Priors were a key factor in the implementation of the SSP model. In practice, we used the mode and CV to determine hyperparameters for each model parameter, and then obtained prior distributions through trial and error, to stabilize the numerical optimization. As the priors contain information on parameters, biologically absurd priors were excluded. For example, positive values were chosen for the modes of growth rate r, catchability coefficient q, and P1999. The mode for carrying capacity, k, was only selected when its value was larger than the largest yield.
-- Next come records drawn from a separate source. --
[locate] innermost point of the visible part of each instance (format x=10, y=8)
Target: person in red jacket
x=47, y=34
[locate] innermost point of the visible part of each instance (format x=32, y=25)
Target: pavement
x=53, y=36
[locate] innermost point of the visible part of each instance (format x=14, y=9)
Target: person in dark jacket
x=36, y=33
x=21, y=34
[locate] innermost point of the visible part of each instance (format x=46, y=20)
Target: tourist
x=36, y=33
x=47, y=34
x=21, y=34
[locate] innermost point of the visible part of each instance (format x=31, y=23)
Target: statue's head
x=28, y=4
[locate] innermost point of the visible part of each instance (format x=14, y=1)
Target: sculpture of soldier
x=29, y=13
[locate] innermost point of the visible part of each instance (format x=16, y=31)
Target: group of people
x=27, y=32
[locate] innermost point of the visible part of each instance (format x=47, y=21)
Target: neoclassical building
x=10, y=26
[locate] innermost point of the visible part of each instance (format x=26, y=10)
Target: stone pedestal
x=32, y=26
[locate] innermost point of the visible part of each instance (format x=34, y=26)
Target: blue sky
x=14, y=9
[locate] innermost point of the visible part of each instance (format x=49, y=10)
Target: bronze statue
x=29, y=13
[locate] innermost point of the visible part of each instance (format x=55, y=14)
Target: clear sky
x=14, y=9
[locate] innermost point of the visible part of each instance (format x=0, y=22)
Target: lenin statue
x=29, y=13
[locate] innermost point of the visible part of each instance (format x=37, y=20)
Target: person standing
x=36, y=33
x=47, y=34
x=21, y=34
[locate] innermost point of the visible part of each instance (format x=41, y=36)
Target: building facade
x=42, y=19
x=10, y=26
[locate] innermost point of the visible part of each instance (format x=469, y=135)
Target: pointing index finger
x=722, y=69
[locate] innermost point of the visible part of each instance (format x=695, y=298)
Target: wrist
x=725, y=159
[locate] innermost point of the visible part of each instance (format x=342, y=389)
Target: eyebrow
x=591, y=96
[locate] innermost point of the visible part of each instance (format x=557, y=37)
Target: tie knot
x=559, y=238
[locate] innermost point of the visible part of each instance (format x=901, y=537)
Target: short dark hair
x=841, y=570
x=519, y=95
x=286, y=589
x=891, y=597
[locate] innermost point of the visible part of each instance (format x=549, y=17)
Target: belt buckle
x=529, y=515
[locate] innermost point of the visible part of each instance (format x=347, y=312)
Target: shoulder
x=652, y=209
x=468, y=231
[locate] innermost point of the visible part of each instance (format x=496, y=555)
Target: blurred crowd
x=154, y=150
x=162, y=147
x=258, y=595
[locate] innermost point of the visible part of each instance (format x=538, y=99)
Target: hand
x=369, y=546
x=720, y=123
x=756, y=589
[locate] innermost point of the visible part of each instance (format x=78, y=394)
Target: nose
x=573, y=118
To address our uncertainty regarding priors, we set the CV to be larger than 50% for each parameter. The posterior distributions obtained with the priors and likelihood function in the present study can be used as priors in future studies on Korean chub mackerel. The script software ADMB-RE performed both numerical optimization and MCMC sampling. Although we selected priors that assisted in the numerical optimization of the likelihood function, it is also possible to obtain posterior distributions through the script software without editing its code. Therefore, we recommend taking advantage of this powerful statistical tool for the implementation of Bayesian state-space models.
Conclusions
This study aimed to fit CPUE data with fluctuations, and to assess Korean chub mackerel stock. We applied a SSP model to the annual yield and CPUE data collected from 1999 to 2017, with prior distributions for the model parameters (r, k, q, , , P1999), using the software ADMB-RE. We estimated model parameters including intrinsic growth rate r, carrying capacity k, and annual biomass, and provided management references (MSY, BMSY, and HMSY). We concluded that Korean chub mackerel stock have been subjected to overfishing, but were not overfished during 1999–2017, based on the trajectories of Ht / HMSY, and Bt / BMSY. The findings of this study suggest that practitioners should choose a SSP model which considers two sources of variability, and to fit the CPUE data with fluctuations. Further studies into the migration patterns of chub mackerel must be carried out in order to assess the stock as a single population fished in the East China Sea.